Das Internationale Polarjahr (kurz: IPY für International Polar Year) ist ein internationales Programm zur Erforschung der Polarregionen, koordiniert vom Internationalen Wissenschaftsrat (International Council for Science, ICSU) mit nationaler Förderung, das 2007–2009 zum vierten Mal stattfand.

Geschichte
Erstes Internationales Polarjahr
Vorbereitung
Die Idee einer international koordinierten wissenschaftlichen Erforschung der Polarregionen entstand Anfang der 1870er Jahre. Als Inspirator des 1. Polarjahrs gilt Carl Weyprecht, ein österreich-ungarischer Marineoffizier, der gemeinsam mit Julius Payer die Österreich-Ungarische Nordpolexpedition von 1872–1874 geleitet hatte. Weyprecht stellte in einem Vortrag am 18. September 1875 auf der 48. Versammlung der Gesellschaft Deutscher Naturforscher und Ärzte in Graz seine Grundprincipien der arktischen Forschung vor.

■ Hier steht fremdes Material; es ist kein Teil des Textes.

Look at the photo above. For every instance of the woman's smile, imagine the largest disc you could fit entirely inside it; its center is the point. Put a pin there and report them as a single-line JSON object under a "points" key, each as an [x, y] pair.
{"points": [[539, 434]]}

Er vertrat die Ansicht, dass „die arktische Forschung für die Kenntnis von den Naturgesetzen von höchster Bedeutung“ sei, vereinzelte Beobachtungsreihen aber nur relativen Wert hätten. Gleichzeitig stellte er klar, dass der geographische Pol für die Wissenschaft keine größere Bedeutung besitzt als jeder andere in höheren Breiten gelegene Punkt. Der deutsche Geophysiker Georg von Neumayer und der nierderländische Meteorologe Christoph Buys-Ballot hatten zuvor ähnliche Gedanken geäußert.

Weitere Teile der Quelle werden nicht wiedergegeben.